Re: [PATCH 1/3] fsck: free tree buffers after walking unreachable objects

[Junio C Hamano <gitster@pobox.com>]

Jeff King <peff@peff.net> writes:

> After calling fsck_walk(), a tree object struct may be left in the
> parsed state, with the full tree contents available via tree->buffer.
> It's the responsibility of the caller to free these when it's done with
> the object to avoid having many trees allocated at once.
>
> In a regular "git fsck", we hit fsck_walk() only from fsck_obj(), which
> does call free_tree_buffer(). Likewise for "--connectivity-only", we see
> most objects via traverse_one_object(), which makes a similar call.
>
> The exception is in mark_unreachable_referents(). When using both
> "--connectivity-only" and "--dangling" (the latter of which is the
> default), we walk all of the unreachable objects, and there we forget to
> free. Most cases would not notice this, because they don't have a lot of
> unreachable objects, but you can make a pathological case like this:
>
>   git clone --bare /path/to/linux.git repo.git
>   cd repo.git
>   rm packed-refs ;# now everything is unreachable!
>   git fsck --connectivity-only
>
> That ends up with peak heap usage ~18GB, which is (not coincidentally)
> close to the size of all uncompressed trees in the repository.
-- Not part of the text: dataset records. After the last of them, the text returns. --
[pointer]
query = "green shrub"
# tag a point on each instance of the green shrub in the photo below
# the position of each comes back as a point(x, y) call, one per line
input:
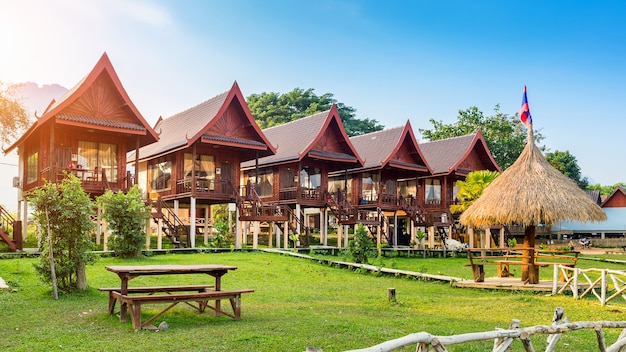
point(361, 247)
point(63, 212)
point(126, 215)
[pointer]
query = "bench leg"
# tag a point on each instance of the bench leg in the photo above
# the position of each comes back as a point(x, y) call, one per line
point(235, 303)
point(112, 301)
point(135, 315)
point(479, 272)
point(503, 270)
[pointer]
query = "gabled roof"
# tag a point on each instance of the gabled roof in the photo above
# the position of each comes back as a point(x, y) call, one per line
point(99, 102)
point(446, 156)
point(319, 136)
point(210, 122)
point(383, 148)
point(617, 198)
point(594, 194)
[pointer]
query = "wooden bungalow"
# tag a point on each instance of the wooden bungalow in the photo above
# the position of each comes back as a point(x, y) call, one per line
point(386, 185)
point(88, 133)
point(451, 160)
point(196, 162)
point(297, 175)
point(609, 233)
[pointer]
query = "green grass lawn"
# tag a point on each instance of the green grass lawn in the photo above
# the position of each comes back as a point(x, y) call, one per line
point(296, 303)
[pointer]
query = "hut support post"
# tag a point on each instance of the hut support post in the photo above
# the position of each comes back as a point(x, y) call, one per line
point(529, 270)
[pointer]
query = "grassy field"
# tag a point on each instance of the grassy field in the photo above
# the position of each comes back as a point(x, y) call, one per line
point(296, 303)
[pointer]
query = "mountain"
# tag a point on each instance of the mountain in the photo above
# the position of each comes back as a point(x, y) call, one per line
point(36, 98)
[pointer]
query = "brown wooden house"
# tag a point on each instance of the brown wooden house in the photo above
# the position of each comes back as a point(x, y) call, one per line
point(196, 161)
point(88, 133)
point(451, 160)
point(307, 150)
point(386, 186)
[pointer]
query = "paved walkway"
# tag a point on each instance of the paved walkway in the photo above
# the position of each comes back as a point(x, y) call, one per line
point(507, 283)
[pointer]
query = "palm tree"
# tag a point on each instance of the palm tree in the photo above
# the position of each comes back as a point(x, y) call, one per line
point(472, 188)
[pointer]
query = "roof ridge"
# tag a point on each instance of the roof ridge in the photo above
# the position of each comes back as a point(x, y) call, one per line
point(296, 120)
point(473, 134)
point(197, 105)
point(378, 132)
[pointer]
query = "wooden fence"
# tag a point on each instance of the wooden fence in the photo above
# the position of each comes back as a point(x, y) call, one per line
point(604, 284)
point(504, 338)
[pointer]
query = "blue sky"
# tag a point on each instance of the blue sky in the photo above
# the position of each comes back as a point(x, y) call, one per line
point(391, 60)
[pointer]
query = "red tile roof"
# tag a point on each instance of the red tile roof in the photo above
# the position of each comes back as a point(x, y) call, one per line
point(445, 155)
point(107, 83)
point(296, 139)
point(184, 128)
point(378, 148)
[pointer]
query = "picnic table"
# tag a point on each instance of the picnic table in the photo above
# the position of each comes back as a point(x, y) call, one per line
point(503, 258)
point(131, 298)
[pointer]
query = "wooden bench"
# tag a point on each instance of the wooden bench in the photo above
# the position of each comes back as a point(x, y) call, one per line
point(134, 303)
point(151, 290)
point(543, 258)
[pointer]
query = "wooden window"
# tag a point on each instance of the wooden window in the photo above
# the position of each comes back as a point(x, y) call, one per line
point(433, 191)
point(160, 175)
point(204, 168)
point(265, 186)
point(31, 167)
point(407, 188)
point(310, 177)
point(99, 156)
point(370, 183)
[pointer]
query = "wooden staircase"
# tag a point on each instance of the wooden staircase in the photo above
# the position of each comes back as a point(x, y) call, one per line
point(11, 237)
point(173, 227)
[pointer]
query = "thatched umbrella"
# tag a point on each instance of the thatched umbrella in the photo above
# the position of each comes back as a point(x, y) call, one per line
point(529, 192)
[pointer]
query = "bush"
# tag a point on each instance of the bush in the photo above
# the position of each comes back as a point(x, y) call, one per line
point(361, 247)
point(126, 215)
point(63, 212)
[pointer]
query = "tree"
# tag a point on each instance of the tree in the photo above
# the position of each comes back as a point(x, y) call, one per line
point(272, 109)
point(472, 188)
point(568, 165)
point(126, 215)
point(605, 190)
point(13, 118)
point(63, 212)
point(504, 134)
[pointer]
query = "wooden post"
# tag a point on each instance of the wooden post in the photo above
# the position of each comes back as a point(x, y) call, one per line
point(391, 294)
point(191, 241)
point(160, 233)
point(529, 270)
point(148, 234)
point(255, 234)
point(286, 235)
point(270, 231)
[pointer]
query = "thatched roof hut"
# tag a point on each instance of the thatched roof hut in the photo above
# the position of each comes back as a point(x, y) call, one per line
point(531, 191)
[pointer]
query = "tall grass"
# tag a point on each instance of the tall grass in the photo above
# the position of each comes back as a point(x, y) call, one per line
point(296, 303)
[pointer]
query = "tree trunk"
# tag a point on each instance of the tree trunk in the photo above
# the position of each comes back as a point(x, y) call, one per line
point(81, 277)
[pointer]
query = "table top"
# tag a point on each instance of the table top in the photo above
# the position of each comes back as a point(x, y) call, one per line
point(168, 269)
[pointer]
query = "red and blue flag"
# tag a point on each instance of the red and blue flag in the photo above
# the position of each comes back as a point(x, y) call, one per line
point(525, 112)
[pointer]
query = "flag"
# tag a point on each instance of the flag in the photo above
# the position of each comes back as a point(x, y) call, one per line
point(524, 114)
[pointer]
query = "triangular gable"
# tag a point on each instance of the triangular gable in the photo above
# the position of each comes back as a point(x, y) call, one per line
point(320, 136)
point(332, 143)
point(477, 153)
point(407, 154)
point(222, 120)
point(617, 199)
point(396, 147)
point(99, 102)
point(454, 155)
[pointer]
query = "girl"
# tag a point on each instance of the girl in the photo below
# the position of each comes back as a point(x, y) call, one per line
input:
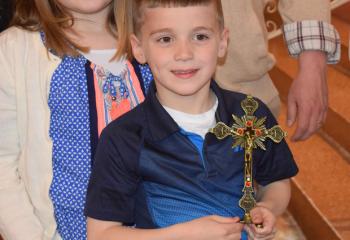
point(64, 76)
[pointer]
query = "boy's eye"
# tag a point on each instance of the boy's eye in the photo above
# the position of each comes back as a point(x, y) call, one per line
point(165, 39)
point(200, 37)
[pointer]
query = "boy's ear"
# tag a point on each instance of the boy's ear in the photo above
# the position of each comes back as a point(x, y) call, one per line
point(137, 49)
point(223, 43)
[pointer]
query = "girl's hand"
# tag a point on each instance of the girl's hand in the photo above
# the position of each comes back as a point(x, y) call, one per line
point(213, 227)
point(261, 215)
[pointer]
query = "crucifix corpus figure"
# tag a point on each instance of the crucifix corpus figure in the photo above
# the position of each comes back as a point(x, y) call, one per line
point(248, 132)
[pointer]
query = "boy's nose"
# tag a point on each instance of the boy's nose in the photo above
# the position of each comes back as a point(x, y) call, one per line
point(184, 51)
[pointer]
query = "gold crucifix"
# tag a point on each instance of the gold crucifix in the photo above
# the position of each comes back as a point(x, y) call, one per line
point(248, 132)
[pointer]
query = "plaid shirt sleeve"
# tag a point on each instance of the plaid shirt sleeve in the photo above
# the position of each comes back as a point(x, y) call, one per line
point(312, 35)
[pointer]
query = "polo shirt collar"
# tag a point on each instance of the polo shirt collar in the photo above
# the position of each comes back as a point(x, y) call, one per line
point(161, 124)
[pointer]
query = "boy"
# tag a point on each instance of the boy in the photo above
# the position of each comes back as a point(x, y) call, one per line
point(157, 167)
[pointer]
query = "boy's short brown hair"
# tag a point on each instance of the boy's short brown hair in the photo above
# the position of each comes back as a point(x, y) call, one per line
point(140, 5)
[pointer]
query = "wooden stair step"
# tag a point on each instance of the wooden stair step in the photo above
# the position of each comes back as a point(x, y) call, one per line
point(320, 200)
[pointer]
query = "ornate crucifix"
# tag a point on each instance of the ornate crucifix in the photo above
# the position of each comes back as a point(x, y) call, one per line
point(249, 132)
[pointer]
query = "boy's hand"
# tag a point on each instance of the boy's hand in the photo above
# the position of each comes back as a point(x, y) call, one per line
point(261, 215)
point(214, 227)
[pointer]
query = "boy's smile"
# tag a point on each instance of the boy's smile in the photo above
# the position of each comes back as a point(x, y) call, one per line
point(181, 46)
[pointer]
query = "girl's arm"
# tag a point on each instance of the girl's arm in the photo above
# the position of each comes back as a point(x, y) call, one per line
point(17, 218)
point(205, 228)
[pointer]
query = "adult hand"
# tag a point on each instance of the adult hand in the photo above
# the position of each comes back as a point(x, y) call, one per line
point(213, 227)
point(261, 215)
point(308, 95)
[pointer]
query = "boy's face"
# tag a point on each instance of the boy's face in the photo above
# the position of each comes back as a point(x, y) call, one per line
point(181, 46)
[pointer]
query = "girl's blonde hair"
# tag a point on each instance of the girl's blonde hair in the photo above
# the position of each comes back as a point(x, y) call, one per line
point(51, 18)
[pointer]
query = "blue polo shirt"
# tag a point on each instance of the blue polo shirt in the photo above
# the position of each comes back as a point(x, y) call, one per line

After
> this patch, the peak heap is only ~2GB.
>
> A few things to note:
>
>   - it might seem like fsck_walk(), if it is parsing the trees, should
>     be responsible for freeing them. But the situation is quite tricky.
>     In the non-connectivity mode, after we call fsck_walk() we then
>     proceed with fsck_object() which actually does the type-specific
>     sanity checks on the object contents. We do pass our own separate
>     buffer to fsck_object(), but there's a catch: our earlier call to
>     parse_object_buffer() may have attached that buffer to the object
>     struct! So by freeing it, we leave the rest of the code with a
>     dangling pointer.
>
>     Likewise, the call to fsck_walk() in index-pack is subtle. It
>     attaches a buffer to the tree object that must not be freed! And
>     so rather than calling free_tree_buffer(), it actually detaches it
>     by setting tree->buffer to NULL.
>
>     These cases would _probably_ be fixable by having fsck_walk() free
>     the tree buffer only when it was the one who allocated it via
>     parse_tree(). But that would still leave the callers responsible for
>     freeing other cases, so they wouldn't be simplified. While the
>     current semantics for fsck_walk() make it easy to accidentally leak
>     in new callers, at least they are simple to explain, and it's not a
>     function that's likely to get a lot of new call-sites.
>
>     And in any case, it's probably sensible to fix the leak first with
>     this simple patch, and try any more complicated refactoring
>     separately.
>
>   - a careful reader may notice that fsck_obj() also frees commit
>     buffers, but neither the call in traverse_one_object() nor the one
>     touched in this patch does so. And indeed, this is another problem
>     for --connectivity-only (and accounts for most of the 2GB heap after
>     this patch), but it's one we'll fix in a separate commit.
>
> Signed-off-by: Jeff King <peff@peff.net>
> ---
>  builtin/fsck.c | 2 ++
>  1 file changed, 2 insertions(+)
>
> diff --git a/builtin/fsck.c b/builtin/fsck.c
> index f7916f06ed..34e575a170 100644
> --- a/builtin/fsck.c
> +++ b/builtin/fsck.c
> @@ -228,6 +228,8 @@ static void mark_unreachable_referents(const struct object_id *oid)
>  
>  	options.walk = mark_used;
>  	fsck_walk(obj, NULL, &options);
> +	if (obj->type == OBJ_TREE)
> +		free_tree_buffer((struct tree *)obj);
>  }

Unlike codepaths like mark_object(), which uses the REACHABLE bit to
avoid the walker coming into an already marked objects, we have no
protection that says "this tree is already marked as USED, so lets
not go into its contents" (it would be a disaster if we free tree
buffer here and then later end up calling the function on the same
tree), but it is OK because this is an unreachable object nobody
points at and we will never come back?